Reading the creatively titled essay by Murphy "The Stock Market." was interesting. I thought the essay in general, especially the introduction was quite a basic outline of what the stock market is. It was an easy read, and quite interesting. The part in the paper where he started talking about how people with the most amount of stock are responsible for making decisions with sometimes millions of dollars at stake, usually make good decisions was interesting. I thought so because I had never really thought of the stock market as an incentive system before. On further thought it makes sense that an incentive system must be in place so that good decisions are made. However, it should be noted that many companies go bankrupt, others like enron commit fraud, therefore is the incentive not good enough?

I also thought that the example the author used of the acme stock not changing was interesting. Here too I saw the lack of an incentive structure. There obviously doesn’t seem to be a good incentive structure for a speculator to reinvest in stock after selling their share rather than say buy “fancy” clothes! However isint there the incentive that if you invest in more stock you might make more profit later, rather than buying clothes, that usually depreciate in worth (unless you buy a coco chanel vintage trench perhaps).
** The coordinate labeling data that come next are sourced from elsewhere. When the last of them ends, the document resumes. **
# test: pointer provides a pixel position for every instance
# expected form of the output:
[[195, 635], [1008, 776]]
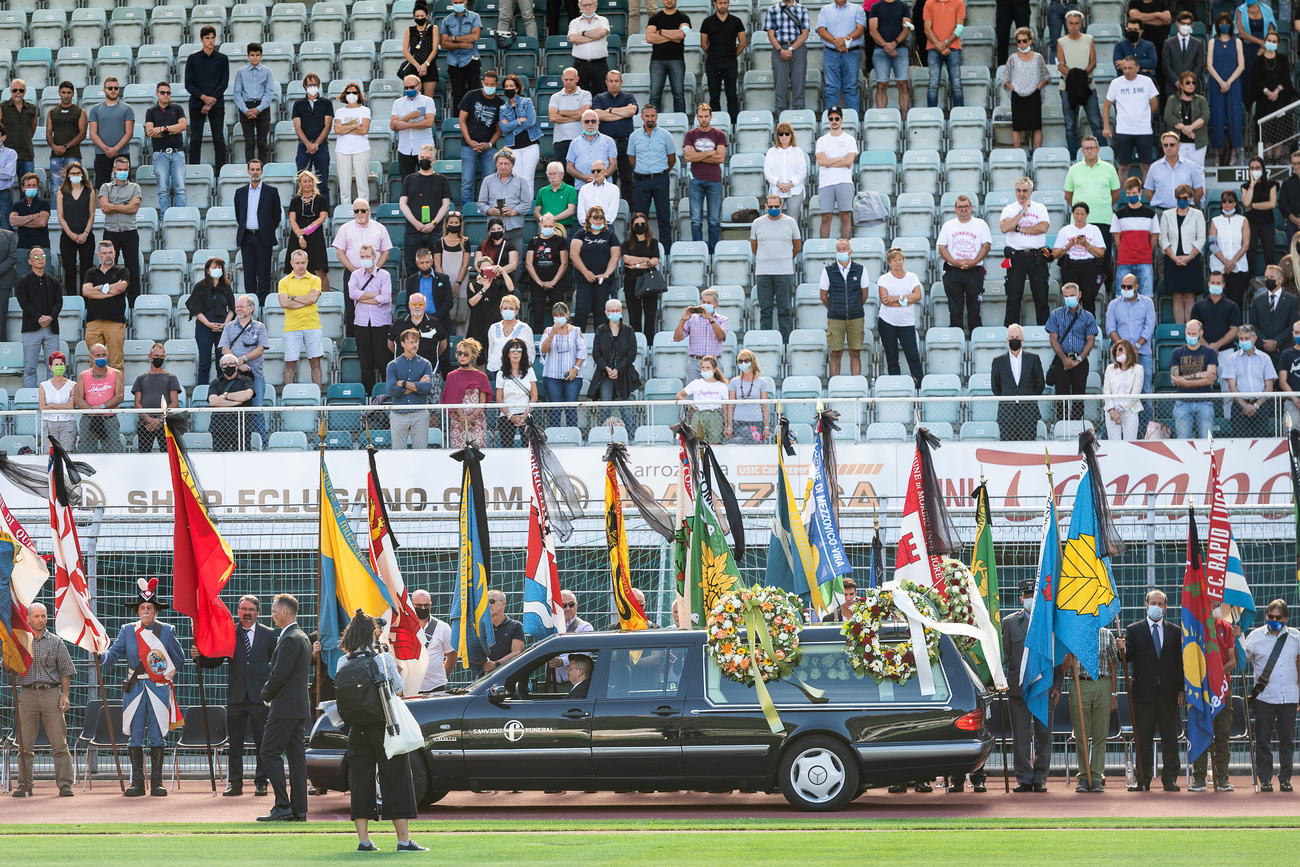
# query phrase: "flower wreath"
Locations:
[[888, 660]]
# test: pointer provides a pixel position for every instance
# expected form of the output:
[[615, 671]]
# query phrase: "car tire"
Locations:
[[819, 775]]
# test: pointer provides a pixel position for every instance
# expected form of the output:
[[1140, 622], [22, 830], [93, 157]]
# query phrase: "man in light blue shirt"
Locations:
[[255, 86], [651, 154]]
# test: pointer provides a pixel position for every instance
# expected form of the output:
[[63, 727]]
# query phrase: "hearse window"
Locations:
[[824, 667]]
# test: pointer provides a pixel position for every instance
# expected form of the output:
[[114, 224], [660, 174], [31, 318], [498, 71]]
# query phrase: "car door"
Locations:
[[636, 733]]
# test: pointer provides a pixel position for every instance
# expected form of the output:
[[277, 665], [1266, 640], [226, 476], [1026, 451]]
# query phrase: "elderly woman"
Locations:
[[1182, 235]]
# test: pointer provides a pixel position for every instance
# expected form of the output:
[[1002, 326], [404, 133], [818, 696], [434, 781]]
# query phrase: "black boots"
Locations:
[[137, 787], [156, 787]]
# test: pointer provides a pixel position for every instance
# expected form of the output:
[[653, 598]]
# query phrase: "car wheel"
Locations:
[[819, 775]]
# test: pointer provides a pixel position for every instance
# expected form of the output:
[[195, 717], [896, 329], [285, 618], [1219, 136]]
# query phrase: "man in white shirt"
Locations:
[[963, 242]]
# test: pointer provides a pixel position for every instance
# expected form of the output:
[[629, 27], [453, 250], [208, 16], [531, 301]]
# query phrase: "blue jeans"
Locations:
[[471, 164], [676, 73], [841, 78], [698, 190], [954, 77], [1194, 419], [1071, 121], [563, 391], [169, 173]]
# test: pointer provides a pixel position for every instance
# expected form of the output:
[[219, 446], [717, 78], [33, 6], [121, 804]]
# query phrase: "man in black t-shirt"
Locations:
[[723, 39]]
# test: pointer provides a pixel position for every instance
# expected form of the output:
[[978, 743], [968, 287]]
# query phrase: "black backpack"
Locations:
[[356, 690]]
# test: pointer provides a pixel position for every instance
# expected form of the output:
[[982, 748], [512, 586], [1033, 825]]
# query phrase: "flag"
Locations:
[[347, 580], [74, 616], [203, 562], [1039, 659], [471, 623], [1203, 666], [402, 629]]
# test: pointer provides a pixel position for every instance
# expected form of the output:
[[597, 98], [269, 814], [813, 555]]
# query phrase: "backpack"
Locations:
[[356, 690]]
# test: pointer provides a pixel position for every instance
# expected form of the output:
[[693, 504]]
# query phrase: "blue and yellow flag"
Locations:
[[347, 581]]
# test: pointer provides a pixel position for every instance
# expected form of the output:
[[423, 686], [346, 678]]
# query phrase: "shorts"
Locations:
[[837, 196], [839, 330], [295, 342]]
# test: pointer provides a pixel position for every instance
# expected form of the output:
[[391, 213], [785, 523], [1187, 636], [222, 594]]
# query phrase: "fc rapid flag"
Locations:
[[202, 559]]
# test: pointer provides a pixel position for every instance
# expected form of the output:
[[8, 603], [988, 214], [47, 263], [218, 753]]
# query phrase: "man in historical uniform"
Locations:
[[150, 709]]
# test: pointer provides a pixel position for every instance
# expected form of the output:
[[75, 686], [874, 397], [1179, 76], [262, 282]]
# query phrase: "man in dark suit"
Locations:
[[245, 679], [1032, 740], [1155, 647], [1017, 373], [258, 216], [290, 709]]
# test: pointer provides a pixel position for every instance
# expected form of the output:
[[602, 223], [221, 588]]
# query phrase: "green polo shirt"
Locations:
[[555, 200], [1093, 185]]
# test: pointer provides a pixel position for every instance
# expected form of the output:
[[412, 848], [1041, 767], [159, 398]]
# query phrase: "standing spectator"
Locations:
[[1025, 222], [546, 263], [1226, 66], [944, 22], [1136, 232], [99, 388], [112, 125], [155, 388], [891, 26], [788, 25], [104, 290], [1230, 241], [207, 74], [65, 130], [258, 215], [1122, 382], [963, 242], [563, 354], [1073, 333], [255, 86], [841, 26], [900, 293], [1194, 369], [1077, 51], [594, 256], [352, 143], [1080, 248], [371, 290], [836, 154], [164, 124], [410, 381], [480, 130], [312, 118], [40, 299], [775, 241], [1025, 76], [706, 330], [212, 306], [1018, 373], [706, 152], [299, 291], [1134, 98], [589, 37], [651, 154], [412, 117], [667, 34], [459, 38], [723, 39], [120, 202], [516, 388], [1182, 235], [505, 194], [844, 289]]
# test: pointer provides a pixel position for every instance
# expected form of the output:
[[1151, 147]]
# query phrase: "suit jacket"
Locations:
[[286, 684], [269, 213], [1155, 680]]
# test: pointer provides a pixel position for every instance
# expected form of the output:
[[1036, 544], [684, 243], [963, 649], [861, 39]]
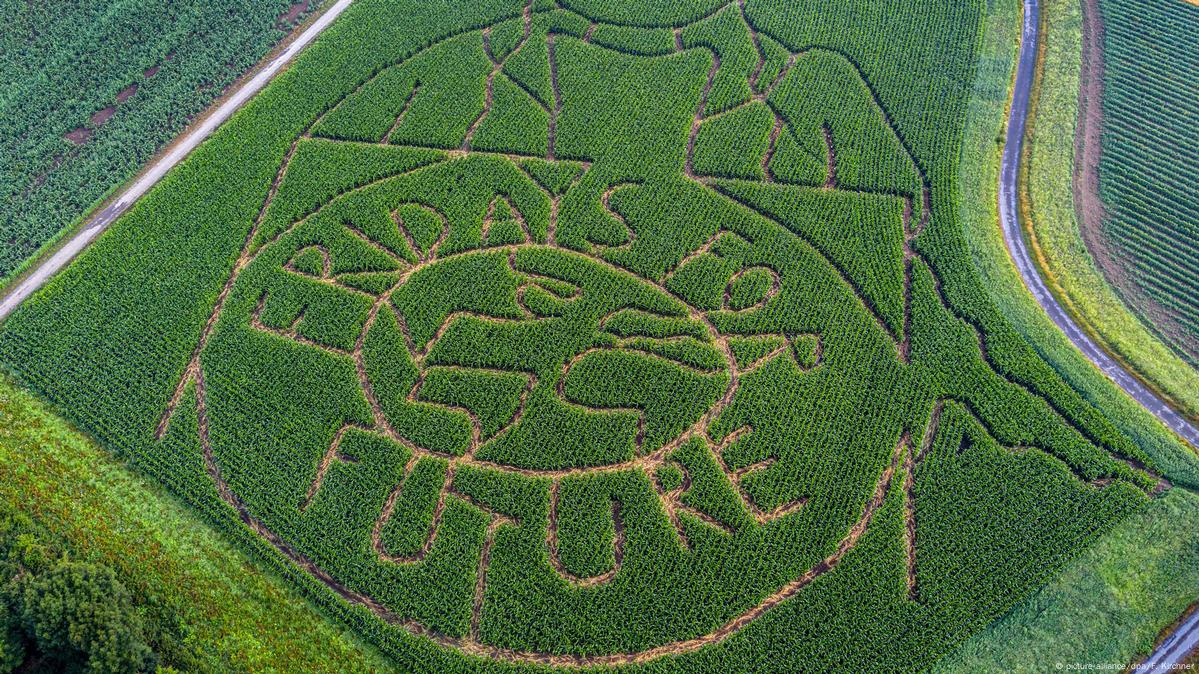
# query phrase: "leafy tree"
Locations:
[[80, 615]]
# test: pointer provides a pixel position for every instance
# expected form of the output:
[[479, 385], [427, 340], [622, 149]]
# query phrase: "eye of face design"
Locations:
[[592, 344]]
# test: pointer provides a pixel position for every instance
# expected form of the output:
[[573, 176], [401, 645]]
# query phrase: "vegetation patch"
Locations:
[[595, 404]]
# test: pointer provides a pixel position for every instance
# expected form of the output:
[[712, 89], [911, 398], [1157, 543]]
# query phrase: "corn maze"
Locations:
[[594, 335]]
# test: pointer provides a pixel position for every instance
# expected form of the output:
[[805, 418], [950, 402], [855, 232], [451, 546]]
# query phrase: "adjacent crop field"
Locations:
[[595, 334], [1150, 161], [89, 90]]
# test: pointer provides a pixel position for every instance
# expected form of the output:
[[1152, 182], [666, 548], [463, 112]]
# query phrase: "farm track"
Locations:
[[1018, 248], [180, 150], [902, 459], [1185, 639]]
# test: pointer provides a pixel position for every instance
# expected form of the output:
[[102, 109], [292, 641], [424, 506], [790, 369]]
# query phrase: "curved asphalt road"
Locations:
[[1175, 648], [100, 222], [1186, 637], [1018, 248]]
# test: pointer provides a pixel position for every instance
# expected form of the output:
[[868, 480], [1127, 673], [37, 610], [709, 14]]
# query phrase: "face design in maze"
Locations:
[[576, 343]]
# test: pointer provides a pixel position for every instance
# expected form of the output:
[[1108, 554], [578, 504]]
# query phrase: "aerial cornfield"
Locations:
[[595, 334], [1150, 161]]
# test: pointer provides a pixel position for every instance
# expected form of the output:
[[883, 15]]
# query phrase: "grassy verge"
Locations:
[[1108, 605], [20, 271], [1053, 227], [1112, 601], [240, 618], [978, 167]]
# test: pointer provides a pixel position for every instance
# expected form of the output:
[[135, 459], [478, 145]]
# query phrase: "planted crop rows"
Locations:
[[591, 334], [1150, 160], [92, 89]]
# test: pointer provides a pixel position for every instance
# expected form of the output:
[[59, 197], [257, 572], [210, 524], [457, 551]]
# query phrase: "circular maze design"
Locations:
[[585, 343]]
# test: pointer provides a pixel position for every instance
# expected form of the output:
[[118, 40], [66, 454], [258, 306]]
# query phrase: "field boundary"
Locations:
[[64, 247], [1010, 210]]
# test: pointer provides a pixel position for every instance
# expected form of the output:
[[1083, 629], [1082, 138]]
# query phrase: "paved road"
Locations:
[[1186, 638], [1174, 649], [1018, 248], [100, 222]]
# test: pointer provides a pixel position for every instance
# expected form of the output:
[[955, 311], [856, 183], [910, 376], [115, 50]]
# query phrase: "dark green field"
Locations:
[[90, 90], [600, 334], [1150, 162]]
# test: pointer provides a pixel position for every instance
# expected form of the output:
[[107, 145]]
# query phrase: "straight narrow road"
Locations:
[[1186, 637], [100, 222]]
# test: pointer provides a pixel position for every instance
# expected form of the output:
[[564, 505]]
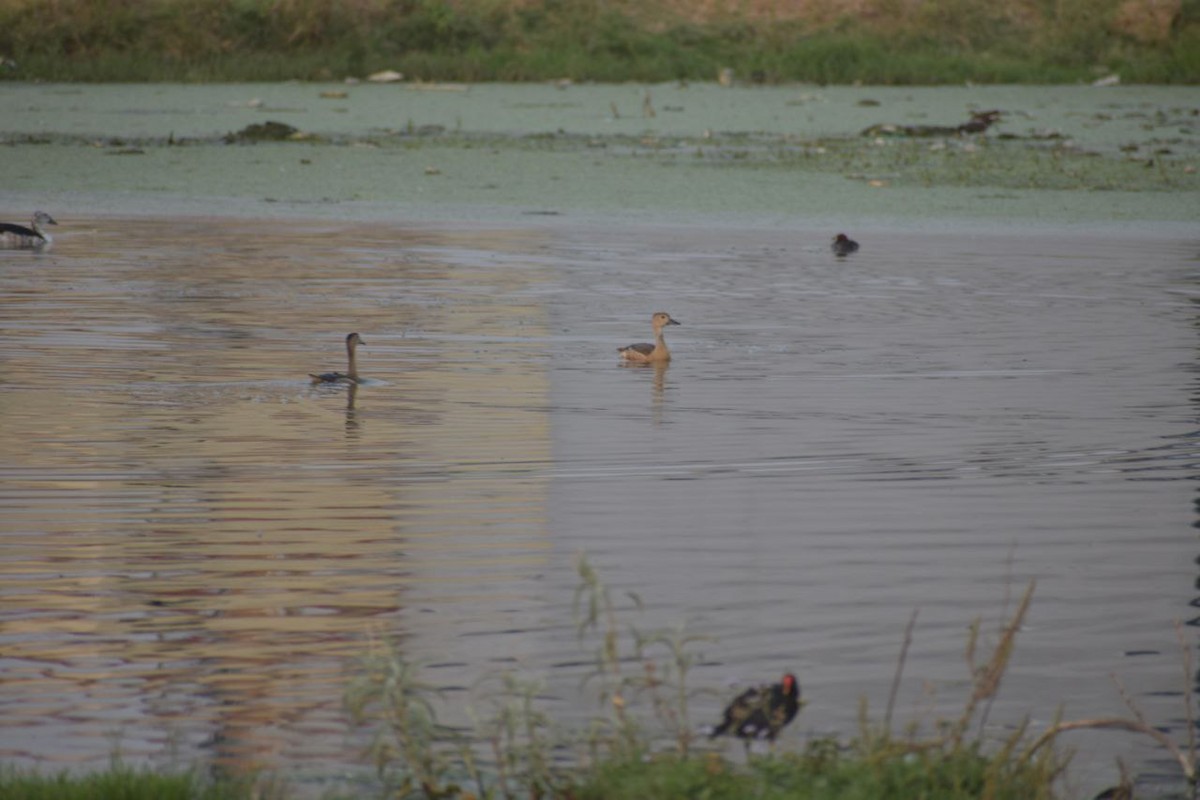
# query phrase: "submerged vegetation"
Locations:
[[828, 41], [646, 745]]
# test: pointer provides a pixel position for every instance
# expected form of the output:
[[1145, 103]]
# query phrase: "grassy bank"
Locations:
[[643, 743], [832, 41]]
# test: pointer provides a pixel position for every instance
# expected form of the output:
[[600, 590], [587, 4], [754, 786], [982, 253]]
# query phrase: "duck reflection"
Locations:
[[658, 385], [352, 414]]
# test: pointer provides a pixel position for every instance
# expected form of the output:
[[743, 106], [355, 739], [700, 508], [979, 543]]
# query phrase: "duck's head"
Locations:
[[660, 319]]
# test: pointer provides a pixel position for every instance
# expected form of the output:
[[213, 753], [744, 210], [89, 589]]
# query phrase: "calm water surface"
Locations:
[[196, 542]]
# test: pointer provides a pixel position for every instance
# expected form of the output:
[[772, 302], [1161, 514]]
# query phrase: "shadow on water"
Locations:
[[197, 541]]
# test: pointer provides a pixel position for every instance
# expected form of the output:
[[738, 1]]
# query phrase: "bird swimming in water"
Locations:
[[761, 711], [647, 352], [352, 373], [844, 245], [13, 236]]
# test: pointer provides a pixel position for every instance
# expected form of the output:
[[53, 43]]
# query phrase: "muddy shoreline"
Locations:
[[1062, 155]]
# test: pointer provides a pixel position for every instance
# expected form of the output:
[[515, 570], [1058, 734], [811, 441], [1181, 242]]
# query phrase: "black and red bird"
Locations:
[[762, 711]]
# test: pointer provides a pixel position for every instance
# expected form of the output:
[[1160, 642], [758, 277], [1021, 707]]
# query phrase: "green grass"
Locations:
[[820, 774], [642, 744], [951, 41]]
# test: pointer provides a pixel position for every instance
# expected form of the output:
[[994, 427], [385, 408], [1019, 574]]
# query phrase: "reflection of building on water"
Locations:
[[244, 541]]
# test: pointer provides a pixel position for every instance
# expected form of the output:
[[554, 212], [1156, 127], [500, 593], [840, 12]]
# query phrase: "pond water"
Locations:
[[197, 541]]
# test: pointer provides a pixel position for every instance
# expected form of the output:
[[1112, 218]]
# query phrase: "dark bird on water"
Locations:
[[844, 245], [352, 373], [762, 711], [13, 236]]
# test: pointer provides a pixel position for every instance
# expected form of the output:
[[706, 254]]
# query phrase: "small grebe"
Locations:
[[844, 245], [762, 711], [13, 236], [646, 352], [352, 374]]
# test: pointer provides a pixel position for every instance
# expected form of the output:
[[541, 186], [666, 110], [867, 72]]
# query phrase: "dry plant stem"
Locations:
[[1188, 693], [895, 679]]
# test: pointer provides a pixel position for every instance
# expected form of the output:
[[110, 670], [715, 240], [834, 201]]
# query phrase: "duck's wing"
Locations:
[[739, 711]]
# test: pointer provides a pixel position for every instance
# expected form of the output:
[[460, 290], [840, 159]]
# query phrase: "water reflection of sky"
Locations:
[[198, 542]]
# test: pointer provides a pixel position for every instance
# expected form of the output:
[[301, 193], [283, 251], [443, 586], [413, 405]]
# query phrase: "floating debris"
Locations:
[[269, 131], [978, 122], [385, 76]]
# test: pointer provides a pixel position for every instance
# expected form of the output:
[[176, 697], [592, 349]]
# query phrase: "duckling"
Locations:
[[13, 236], [352, 374], [844, 245], [646, 352]]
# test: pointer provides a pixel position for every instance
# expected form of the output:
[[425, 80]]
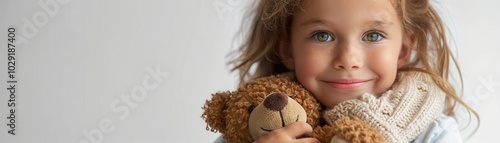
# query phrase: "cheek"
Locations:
[[310, 62], [385, 67]]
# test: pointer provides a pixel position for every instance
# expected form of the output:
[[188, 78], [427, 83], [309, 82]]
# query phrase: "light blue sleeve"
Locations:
[[443, 130]]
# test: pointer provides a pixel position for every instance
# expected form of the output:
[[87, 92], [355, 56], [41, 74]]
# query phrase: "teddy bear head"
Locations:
[[229, 112]]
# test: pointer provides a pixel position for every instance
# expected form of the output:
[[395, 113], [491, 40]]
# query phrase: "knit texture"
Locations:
[[400, 114]]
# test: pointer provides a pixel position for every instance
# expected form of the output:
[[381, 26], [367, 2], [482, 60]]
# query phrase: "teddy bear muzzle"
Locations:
[[276, 111]]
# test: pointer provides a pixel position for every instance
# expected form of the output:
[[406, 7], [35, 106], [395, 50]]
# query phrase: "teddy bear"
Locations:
[[243, 116]]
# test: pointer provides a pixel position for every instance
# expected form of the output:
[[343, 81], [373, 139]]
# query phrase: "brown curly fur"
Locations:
[[227, 112]]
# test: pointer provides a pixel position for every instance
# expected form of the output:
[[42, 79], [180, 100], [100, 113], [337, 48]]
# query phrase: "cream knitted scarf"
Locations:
[[400, 114]]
Also the author points out that Gordon Gekko in the movie “Wall street” was wrong in saying that when you win in the stock market, you do so at someone else’s expense. I think this is incorrect too. My thought son it are that its not about intrinsic worth but about the value the stock has. I would like to compare it to a shoe shopping example. If I had bought a pair of Brian Atwood’s say 10 years ago, and never wore them (that’s like stock right, because you never really use it), and lets say they were a classic black leather pump, 5 inch stiletto (in other words, never went out of date). Ten years ago I was correct in thinking that Brian Atwood was the next big thing even though he was the new kid on the block in shoe design, well today I could probably sell those shoes to someone for a 1000 dollars even though I maybe paid $200 for it. Im not really ripping them off, it is the what having an original Atwood shoe is worth, and that’s what the bidder is happily willing to pay to have perhaps a work of art. Its similar to why people pay a lot more for art as it grows older, or even first publications of famous books.